Net muhasebe değeri (10 000 - 2 500)= 75 000 TL iken, Net vergi değeri (10 000 - 3 300 )=67 700 TL’dir.

Makinenin muhasebe değeri, vergi değerinden yüksek olduğundan aradaki fark 800 TL vergilendirilebilir geçici fark olarak hesaplanıp ve ertelenmiş vergi borcu olarak muhasebeleştirir (Kavak, 2008: 48).

İndirilebilir Geçici Farklar

Muhasebe ilkelerine göre cari dönemde gider olarak kaydedilen, ancak vergi mevzuatı tarafından gelecek dönemler de vergi matrahı hesaplanırken indirilebilen giderler, indirilebilir geçici farkı oluşturur. Örneğin çalışanlar için kıdem tazminatı giderinin muhasebe ilkelerine göre kayda alınması, bu giderin gelirler toplamından indirilmesine ve dönemin muhasebe karının azalmasına neden olur. Hâlbuki vergi mevzuatınca bu gider henüz ödenmediği için (şimdilik) gider olarak kabul edilmeyecek, ancak ödendiği zaman kabul edilecektir. Vergi mevzuatınca kabul edilmeyen bu gider, vergi matrahı hesaplanırken muhasebe karına eklenecek ve mali kar bulunacaktır. Bu

mali kar üzerinden de vergi ödenecektir. Dolayısıyla vergi mevzuatının şimdi kabul etmediği, ileri bir tarihte kabul edeceği giderin vergisi peşin olarak ödenmiş olacaktır (Özkan,2009: 99).

İndirilebilir geçici farklar üzerinden hesaplanacak vergiler ‘ertelenmiş vergi

alacağı olarak’ bilançoda gösterilir. Örneğin; Araştırma giderleri muhasebeleştirildikleri dönemin muhasebe kârının hesabında gider olarak dikkate alınabilirler; ancak vergiye esas kârın (mali zararın) tespitinde daha sonraki bir dönemde gider olarak indirilmeleri söz konusu olabilir. Araştırma giderlerinin vergi mevzuatının gelecek dönemlerde gider olarak yazılmasına izin verdiği tutar olan vergiye esas değeri ile sıfır olan defter değeri arasındaki fark, ertelenmiş vergi varlığı doğuran bir indirilebilir geçici farktır (TMS12,mad 26: 11).

Ayrıca; şüpheli alacak gideri, kıdem tazminatı karşılığı, ödenecek SSK primleri, devreden mali zarar, devreden yatırım indirimi ve menkul kıymet değer düşüklüğü ertelenmiş vergi alacağına örnek verilebilir.

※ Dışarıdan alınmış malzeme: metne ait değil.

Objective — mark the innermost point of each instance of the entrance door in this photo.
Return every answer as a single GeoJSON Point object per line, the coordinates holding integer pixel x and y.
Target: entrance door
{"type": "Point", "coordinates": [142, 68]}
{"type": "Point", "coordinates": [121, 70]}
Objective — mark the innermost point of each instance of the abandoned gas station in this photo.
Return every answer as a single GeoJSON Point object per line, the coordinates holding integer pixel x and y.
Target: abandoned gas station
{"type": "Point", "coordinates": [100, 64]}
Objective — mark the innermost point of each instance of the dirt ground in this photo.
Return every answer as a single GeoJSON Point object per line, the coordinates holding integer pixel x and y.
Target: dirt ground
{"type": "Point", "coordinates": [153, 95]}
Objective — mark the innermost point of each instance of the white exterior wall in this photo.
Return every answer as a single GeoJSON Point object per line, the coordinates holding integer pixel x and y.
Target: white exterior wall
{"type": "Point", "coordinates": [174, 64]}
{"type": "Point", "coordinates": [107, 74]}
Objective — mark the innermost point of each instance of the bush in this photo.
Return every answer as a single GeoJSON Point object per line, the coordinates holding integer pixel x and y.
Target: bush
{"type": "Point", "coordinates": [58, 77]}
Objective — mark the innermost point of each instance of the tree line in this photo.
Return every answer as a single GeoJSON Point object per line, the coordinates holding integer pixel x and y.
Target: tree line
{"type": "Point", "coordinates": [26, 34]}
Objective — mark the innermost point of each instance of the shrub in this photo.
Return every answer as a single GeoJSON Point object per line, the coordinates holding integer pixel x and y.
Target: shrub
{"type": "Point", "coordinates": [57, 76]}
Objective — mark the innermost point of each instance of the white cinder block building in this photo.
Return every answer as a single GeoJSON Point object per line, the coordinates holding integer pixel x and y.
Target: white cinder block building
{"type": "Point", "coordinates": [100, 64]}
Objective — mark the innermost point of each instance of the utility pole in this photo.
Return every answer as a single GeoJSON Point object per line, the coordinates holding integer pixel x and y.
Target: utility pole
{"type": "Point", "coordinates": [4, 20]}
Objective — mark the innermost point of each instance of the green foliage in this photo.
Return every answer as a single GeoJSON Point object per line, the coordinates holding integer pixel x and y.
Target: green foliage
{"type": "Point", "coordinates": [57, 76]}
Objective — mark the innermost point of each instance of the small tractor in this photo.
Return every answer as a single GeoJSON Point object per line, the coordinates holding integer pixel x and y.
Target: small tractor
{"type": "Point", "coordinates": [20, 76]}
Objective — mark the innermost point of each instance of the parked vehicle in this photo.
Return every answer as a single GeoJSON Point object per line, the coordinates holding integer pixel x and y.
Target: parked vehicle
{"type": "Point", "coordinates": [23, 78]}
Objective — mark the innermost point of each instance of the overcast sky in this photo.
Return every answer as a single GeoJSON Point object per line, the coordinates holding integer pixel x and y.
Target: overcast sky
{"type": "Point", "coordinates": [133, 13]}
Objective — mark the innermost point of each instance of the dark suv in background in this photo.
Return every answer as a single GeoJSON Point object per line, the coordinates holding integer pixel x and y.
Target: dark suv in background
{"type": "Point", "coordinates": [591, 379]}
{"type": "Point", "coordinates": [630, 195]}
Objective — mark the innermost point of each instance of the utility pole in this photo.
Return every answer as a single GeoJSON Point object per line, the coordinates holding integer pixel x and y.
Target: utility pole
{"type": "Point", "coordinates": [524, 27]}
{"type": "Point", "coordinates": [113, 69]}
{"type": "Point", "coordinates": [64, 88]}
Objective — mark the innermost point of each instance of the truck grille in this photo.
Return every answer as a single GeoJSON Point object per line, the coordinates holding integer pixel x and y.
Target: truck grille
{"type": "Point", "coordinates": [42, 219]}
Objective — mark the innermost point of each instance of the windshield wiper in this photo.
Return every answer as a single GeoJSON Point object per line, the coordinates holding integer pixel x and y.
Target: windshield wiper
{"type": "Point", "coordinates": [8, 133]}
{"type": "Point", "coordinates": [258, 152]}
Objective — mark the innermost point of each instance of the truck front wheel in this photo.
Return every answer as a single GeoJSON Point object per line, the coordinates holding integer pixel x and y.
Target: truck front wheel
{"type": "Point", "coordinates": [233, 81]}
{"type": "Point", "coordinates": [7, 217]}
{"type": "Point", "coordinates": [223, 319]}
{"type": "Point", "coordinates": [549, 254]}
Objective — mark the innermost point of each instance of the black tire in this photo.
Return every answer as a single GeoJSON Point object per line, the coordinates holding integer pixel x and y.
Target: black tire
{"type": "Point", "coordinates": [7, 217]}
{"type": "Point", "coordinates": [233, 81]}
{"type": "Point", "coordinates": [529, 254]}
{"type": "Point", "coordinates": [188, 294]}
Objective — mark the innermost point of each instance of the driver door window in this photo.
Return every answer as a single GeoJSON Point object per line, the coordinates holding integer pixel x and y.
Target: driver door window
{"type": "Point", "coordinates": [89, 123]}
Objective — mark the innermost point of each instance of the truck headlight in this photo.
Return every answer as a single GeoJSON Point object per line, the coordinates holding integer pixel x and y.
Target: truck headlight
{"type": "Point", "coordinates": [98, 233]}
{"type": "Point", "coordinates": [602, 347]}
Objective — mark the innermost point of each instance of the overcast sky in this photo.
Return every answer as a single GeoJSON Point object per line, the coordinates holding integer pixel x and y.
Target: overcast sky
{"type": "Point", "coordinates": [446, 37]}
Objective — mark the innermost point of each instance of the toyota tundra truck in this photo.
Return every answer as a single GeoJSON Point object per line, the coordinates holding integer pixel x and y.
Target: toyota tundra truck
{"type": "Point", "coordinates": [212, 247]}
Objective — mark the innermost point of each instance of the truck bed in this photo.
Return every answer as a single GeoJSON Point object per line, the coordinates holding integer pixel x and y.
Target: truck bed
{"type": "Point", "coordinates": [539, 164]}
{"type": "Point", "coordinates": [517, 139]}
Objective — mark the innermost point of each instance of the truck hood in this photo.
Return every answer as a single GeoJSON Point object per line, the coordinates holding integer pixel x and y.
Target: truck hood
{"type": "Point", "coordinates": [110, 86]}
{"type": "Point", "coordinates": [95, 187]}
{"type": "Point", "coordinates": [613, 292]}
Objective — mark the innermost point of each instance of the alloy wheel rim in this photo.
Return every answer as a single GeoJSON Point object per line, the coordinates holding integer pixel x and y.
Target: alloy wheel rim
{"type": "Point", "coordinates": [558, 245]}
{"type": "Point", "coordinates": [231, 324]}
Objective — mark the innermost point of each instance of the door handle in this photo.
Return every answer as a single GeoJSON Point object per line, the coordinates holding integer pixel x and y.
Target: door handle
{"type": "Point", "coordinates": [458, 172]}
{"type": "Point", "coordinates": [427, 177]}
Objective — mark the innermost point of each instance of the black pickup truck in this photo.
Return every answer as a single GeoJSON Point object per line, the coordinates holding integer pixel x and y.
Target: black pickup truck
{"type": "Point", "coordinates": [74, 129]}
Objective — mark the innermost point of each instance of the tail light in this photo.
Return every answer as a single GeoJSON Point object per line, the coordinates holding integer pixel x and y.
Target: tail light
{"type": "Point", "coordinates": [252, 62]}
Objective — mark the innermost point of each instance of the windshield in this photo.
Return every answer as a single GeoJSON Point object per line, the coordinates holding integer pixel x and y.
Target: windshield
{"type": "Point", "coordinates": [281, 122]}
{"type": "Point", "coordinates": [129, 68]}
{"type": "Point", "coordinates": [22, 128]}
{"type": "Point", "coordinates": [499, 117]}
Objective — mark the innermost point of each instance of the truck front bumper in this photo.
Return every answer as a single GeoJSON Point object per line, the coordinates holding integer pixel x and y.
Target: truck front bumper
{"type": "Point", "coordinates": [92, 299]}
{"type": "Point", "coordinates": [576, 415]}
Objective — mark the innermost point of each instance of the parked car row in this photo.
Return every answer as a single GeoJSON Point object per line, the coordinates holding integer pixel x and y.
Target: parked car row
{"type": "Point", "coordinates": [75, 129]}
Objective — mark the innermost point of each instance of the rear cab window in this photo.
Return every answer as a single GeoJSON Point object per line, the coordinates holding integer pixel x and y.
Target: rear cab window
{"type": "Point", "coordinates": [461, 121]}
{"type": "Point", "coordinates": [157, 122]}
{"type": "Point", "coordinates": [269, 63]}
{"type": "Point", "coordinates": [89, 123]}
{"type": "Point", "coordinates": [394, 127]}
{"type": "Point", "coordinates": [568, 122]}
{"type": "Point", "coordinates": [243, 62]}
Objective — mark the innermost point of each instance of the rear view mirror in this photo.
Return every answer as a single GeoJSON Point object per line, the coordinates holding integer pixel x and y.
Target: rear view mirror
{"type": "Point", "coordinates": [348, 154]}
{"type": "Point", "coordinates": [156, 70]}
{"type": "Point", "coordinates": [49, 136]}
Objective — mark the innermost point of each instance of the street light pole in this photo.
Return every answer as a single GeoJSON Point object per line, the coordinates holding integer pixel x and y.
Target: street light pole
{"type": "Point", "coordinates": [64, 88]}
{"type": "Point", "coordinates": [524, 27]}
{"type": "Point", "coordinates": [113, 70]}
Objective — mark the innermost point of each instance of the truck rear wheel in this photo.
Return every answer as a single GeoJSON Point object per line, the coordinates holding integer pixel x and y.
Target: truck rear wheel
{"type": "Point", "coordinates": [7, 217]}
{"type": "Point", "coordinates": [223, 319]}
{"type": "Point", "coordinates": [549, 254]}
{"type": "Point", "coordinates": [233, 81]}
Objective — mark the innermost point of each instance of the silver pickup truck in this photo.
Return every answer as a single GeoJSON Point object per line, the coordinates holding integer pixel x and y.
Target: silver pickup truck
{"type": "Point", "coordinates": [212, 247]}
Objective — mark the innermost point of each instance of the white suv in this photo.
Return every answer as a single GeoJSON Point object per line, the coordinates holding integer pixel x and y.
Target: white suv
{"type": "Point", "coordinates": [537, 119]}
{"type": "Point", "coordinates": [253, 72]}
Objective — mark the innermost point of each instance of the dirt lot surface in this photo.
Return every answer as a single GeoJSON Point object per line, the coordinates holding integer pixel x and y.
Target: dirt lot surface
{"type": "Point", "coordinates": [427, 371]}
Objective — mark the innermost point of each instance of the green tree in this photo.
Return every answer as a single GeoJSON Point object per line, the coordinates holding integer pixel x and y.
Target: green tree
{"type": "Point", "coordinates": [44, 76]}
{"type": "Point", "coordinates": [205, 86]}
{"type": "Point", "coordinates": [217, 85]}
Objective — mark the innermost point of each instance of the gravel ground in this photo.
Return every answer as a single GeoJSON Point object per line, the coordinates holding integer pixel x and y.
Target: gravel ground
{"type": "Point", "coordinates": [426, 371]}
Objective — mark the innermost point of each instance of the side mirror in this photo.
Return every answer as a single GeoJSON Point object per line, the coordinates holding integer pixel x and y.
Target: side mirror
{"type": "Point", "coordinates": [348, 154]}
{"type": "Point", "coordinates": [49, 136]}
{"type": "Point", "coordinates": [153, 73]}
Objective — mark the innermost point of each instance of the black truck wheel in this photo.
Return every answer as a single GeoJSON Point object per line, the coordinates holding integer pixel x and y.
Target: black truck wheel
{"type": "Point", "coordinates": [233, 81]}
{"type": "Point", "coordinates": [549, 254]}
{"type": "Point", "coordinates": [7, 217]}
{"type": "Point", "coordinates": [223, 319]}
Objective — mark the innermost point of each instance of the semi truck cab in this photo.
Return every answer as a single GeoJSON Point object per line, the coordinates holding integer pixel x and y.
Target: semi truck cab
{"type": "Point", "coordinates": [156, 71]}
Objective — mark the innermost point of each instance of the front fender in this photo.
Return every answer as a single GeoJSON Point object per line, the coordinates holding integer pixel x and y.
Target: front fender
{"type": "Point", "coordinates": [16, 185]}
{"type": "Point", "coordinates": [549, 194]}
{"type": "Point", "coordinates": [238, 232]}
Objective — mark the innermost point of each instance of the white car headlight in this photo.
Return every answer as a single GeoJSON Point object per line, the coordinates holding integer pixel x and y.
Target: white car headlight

İndirilebilir geçici farklar ilerideki dönemlerde iptal edildiğinde o dönemlerin vergiye tabi kârlarından indirilecek giderler oluşur. Ödenecek vergide meydana gelecek azalmalar şeklinde işletmeye geri dönecek olan ekonomik fayda ancak işletmenin indirimlerin yapılabileceği tutarlarda vergiye tabi gelir elde etmesine bağlıdır. Bu nedenle bir işletmenin ertelenmiş vergi varlığı muhasebeleştirmesi için indirilebilir geçici farkların düşebildiği kadar vergiye tabi gelir elde edileceğinin muhtemel olması gerekir.(TMS12, mad.27: 12).

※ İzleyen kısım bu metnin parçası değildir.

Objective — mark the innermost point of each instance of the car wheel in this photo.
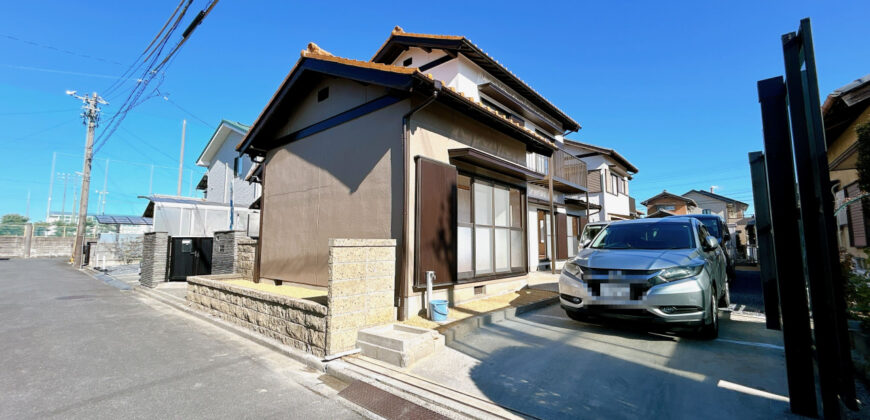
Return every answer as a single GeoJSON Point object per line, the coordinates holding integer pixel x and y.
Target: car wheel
{"type": "Point", "coordinates": [711, 330]}
{"type": "Point", "coordinates": [576, 315]}
{"type": "Point", "coordinates": [725, 300]}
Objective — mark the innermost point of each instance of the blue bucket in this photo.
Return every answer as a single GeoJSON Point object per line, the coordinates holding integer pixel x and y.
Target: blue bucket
{"type": "Point", "coordinates": [438, 309]}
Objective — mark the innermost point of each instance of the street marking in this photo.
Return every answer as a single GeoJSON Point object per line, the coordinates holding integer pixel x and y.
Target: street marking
{"type": "Point", "coordinates": [751, 391]}
{"type": "Point", "coordinates": [750, 343]}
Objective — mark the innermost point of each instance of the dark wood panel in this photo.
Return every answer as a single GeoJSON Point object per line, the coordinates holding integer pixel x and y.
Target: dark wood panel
{"type": "Point", "coordinates": [436, 222]}
{"type": "Point", "coordinates": [561, 236]}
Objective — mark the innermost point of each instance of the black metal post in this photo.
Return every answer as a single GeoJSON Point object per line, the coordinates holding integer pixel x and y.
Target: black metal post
{"type": "Point", "coordinates": [764, 239]}
{"type": "Point", "coordinates": [819, 228]}
{"type": "Point", "coordinates": [787, 248]}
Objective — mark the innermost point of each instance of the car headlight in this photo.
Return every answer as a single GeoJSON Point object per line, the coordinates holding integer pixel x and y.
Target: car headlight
{"type": "Point", "coordinates": [573, 269]}
{"type": "Point", "coordinates": [677, 273]}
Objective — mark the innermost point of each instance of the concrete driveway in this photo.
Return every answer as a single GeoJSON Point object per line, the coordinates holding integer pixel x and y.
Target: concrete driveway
{"type": "Point", "coordinates": [72, 346]}
{"type": "Point", "coordinates": [548, 366]}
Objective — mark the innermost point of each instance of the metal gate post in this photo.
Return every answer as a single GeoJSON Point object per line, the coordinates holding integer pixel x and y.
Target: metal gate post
{"type": "Point", "coordinates": [787, 248]}
{"type": "Point", "coordinates": [764, 239]}
{"type": "Point", "coordinates": [819, 229]}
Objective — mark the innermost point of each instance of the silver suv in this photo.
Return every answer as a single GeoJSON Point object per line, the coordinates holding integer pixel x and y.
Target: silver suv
{"type": "Point", "coordinates": [668, 270]}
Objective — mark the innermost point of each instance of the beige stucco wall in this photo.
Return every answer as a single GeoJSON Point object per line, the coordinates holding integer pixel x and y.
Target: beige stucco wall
{"type": "Point", "coordinates": [338, 183]}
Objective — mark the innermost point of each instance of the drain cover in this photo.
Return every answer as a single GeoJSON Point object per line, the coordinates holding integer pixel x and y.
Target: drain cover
{"type": "Point", "coordinates": [385, 404]}
{"type": "Point", "coordinates": [75, 297]}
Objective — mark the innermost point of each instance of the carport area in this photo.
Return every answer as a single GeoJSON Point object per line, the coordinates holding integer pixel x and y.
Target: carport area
{"type": "Point", "coordinates": [542, 364]}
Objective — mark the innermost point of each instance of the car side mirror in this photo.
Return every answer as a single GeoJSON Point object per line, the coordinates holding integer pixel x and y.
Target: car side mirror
{"type": "Point", "coordinates": [710, 243]}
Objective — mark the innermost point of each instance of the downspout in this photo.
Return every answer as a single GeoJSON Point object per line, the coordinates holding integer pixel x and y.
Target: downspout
{"type": "Point", "coordinates": [406, 153]}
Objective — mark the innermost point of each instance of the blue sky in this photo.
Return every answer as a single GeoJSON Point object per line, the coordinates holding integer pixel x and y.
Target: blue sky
{"type": "Point", "coordinates": [670, 85]}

ÖRNEK:Bir işletme tahakkuk ettirdiği garanti giderleri için 100 TL tutarında borç muhasebeleştirmiştir. Vergisel açıdan ürün garantisi giderleri garanti talepleri ödenmediği sürece gider yazılamamaktadır. Vergi oranı % 25’tir. Borcun vergiye esas değeri sıfırdır (defter değeri 100 TL – borçla ilgili olarak gelecek yıllarda vergiye tabi kârın tespitinde indirilebilecek tutar 100 TL). İşletme borcun defter değerini kaydederken, ilerideki vergiye esas kârını 100 TL azaltacak ve dolayısıyla ileride ödeyeceği vergi de 25 TL (100 TL’nin % 25’i) azalacaktır. Defter değeri 100 TL ile sıfır olan vergiye esas değer arasındaki fark olan 100 TL indirilebilir bir geçici farktır. Bu durumda, ileriki dönemlerde bu giderlerin indirilmesine yetecek kadar vergiye tabi gelir oluşacağının olası olması koşuluyla, işletme 25 TL (100 TL’nin % 25’i) tutarında ertelenmiş vergi varlığı muhasebeleştirir (TMS12, mad:25: 11).